The best(?) and tedious method to test is to follow BDD.
Integration Failure => Unit Test Failure => Unit Test Success => Unit Test Refactor => Do Unit Test Cycle again => Integration Success => Integration Refactor => Do Integration Cycle again ref: ![BDD](https://i.stack.imgur.com/mtLAM.png | width=248)
But the actual use case is that If we lose the CORRECT working code, then any unit test is redundant in my opinion.
At least the code should ever work on the happy path, then we narrow the design of code, yes, unit test.
So the cycle I used is, Integration Cycle with happy path, Unit Cycle to narrow design, run both tests.
According to the acceptance criteria, we should make other unhappy paths with the above cycle.
Furthermore, I won't follow the cycle above If the class is self-contained, or just the class that used third-party package. You could still follow the cycle, but normally I will just do integration test to valid the usage of package and use mockito to mock It If any dependency occurs in unit test.

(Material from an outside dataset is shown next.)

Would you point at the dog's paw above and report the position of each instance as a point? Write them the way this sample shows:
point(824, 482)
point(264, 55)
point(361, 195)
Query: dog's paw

So did I really recommended integration cycle, then unit test? Nope, It's based on project. Let's give an example of normal business app. The app normally won't have too many third-party dependency, just restful/graphql with the server, so you could simply MOCK the object with any fake edge datas. But for the project like this, interact with cli, use third-party application, check exsited file...etc. All the stuffs like these should not use unit test, since you should realize how third-party works, so there is no possible to realize It on unit-test, just go integration test, and no need any unit test or less is enough.